In Praise of Mr. Peanut

October 1998


In Praise of Mr. Peanut

An effective logo is simple but has recognizable elements in it – a top hat, monocle and cane, for instance

In projecting a company's identity, a logo is worth a thousand words. For big corporations, it also can be worth hundreds of thousands of dollars – the price they sometimes pay for an attractive and memorable corporate or brand symbol.

No wonder many companies are asking what works and what doesn't in logo-land.
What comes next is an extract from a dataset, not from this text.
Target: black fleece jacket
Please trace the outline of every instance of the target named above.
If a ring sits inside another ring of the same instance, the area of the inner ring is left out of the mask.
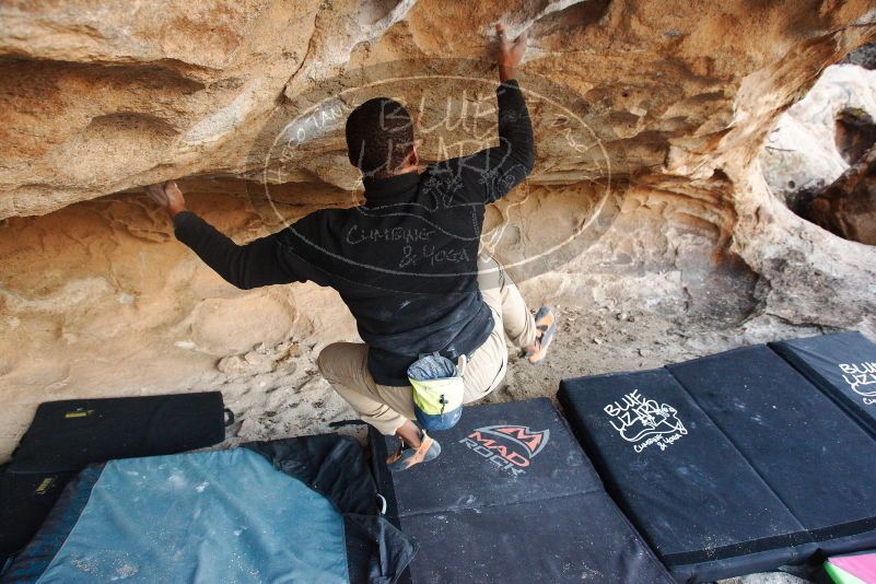
[[[242,289],[314,281],[337,290],[369,344],[382,385],[408,385],[418,355],[456,361],[490,336],[493,318],[478,289],[484,206],[533,170],[533,127],[512,80],[497,89],[499,145],[385,179],[366,177],[365,205],[324,209],[236,245],[189,211],[177,238]],[[306,306],[302,307],[306,309]]]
Consumer research is providing some answers. First, logos should be somewhat representational but not photographic, one study suggests. In a survey cited in The Wall Street Journal, the Jolly Green Giant fared poorly with respondents – it's too literal, with every leaf on the giant's toga and head depicted in detail, one researcher said. The giant works well on packaging but is too complicated to serve as shorthand for the brand. The same is true of the Indian maiden who represents Land-O-Lakes butter.
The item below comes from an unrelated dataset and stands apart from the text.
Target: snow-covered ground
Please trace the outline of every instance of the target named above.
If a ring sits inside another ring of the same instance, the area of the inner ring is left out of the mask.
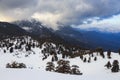
[[[32,51],[35,52],[35,54],[32,52],[25,52],[24,50],[15,50],[13,53],[7,51],[4,53],[3,48],[0,48],[0,80],[120,80],[120,72],[112,73],[110,69],[104,67],[108,61],[112,63],[114,60],[118,60],[120,62],[120,55],[118,53],[112,52],[111,59],[107,58],[107,52],[104,52],[104,59],[94,53],[94,56],[97,56],[97,61],[94,61],[94,58],[91,58],[91,63],[84,63],[79,57],[71,59],[67,58],[65,60],[69,60],[70,65],[78,65],[80,71],[83,73],[83,75],[70,75],[45,71],[46,63],[51,61],[52,57],[49,56],[43,61],[41,50],[42,48],[40,49],[38,47],[32,48]],[[28,53],[31,54],[28,57],[25,57]],[[86,58],[89,58],[88,55],[85,56]],[[60,59],[61,55],[58,57]],[[6,64],[13,61],[25,63],[27,68],[6,68]]]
The more simply drawn Mr. Peanut, on the other hand, scored well.

But logos should have some detail and some recognizable element that suggests if not an actual product or service, then some abstract concept with which the company wants to be identified. The Nike "swoosh" is a good example of this, its upward sweep suggesting rapid movement.
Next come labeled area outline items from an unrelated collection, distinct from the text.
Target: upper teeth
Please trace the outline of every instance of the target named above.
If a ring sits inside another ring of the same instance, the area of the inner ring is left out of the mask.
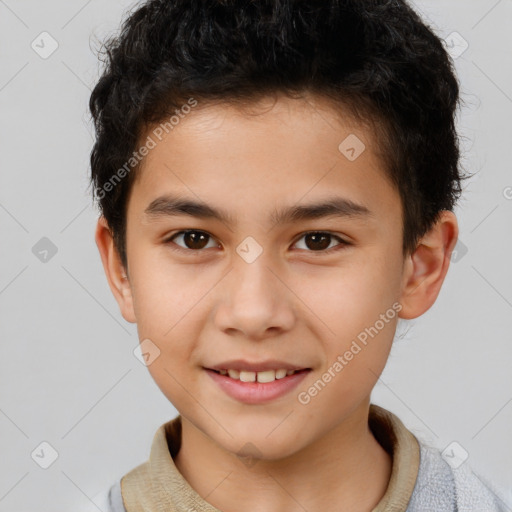
[[[275,379],[282,379],[287,375],[295,373],[295,370],[266,370],[264,372],[246,372],[244,370],[219,370],[221,375],[229,375],[232,379],[242,382],[272,382]]]

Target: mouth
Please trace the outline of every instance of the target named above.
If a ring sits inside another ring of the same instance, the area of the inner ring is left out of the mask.
[[[215,372],[218,375],[223,375],[224,377],[228,377],[230,379],[237,380],[240,382],[259,382],[262,384],[267,384],[269,382],[274,382],[276,380],[286,379],[287,377],[295,375],[297,373],[308,372],[311,370],[311,368],[302,368],[297,370],[287,370],[286,368],[279,368],[276,370],[263,371],[236,370],[231,368],[225,370],[205,368],[205,370]]]
[[[265,404],[291,393],[312,371],[279,361],[228,363],[203,369],[223,393],[249,405]]]

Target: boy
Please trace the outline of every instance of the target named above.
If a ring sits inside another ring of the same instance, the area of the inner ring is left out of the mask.
[[[106,49],[96,242],[179,412],[109,509],[505,510],[370,403],[458,235],[441,41],[401,0],[150,0]]]

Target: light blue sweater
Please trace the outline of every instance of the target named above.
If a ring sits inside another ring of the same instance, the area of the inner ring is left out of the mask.
[[[420,466],[407,510],[392,507],[389,512],[512,512],[467,464],[453,469],[439,450],[419,444]],[[120,481],[97,504],[103,512],[126,512]]]

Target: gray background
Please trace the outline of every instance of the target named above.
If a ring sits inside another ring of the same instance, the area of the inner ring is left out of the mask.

A recent article in Dynamic Graphicsmagazine also offers tips on logo design:

  • Two-color logos look modern but a logo also should reproduce effectively in black and white.
  • A logo should look good large or small (imagine it on a pen and on a billboard).
  • If your store name consists of initials, spell the name out in your logo. If the name is too long to fit in one line, stack the words on top of each other.
  • Thin typefaces are hard to read from a distance.
  • Logos made of pieces – type and art – that can be used separately are more versatile than those that must always be used in their entirety.
  • Symbols or pictures should relate to your company, not your own personal tastes or interests. (One don't-let-this-happen-to-you logo shown in Dynamic Graphics incorporated a setting sun and sea gulls. The sun was OK – the company's name had the word "horizon" in its name – but the sea gulls were there because the company owner liked the beach.)
  • The graphic style of the logo should jibe with your store's identity. A store that wants to perceived as a fashion leader, carrying all the hottest designers, needs a different look than one specializing in basic gold merchandise, engagement diamonds or vintage pieces.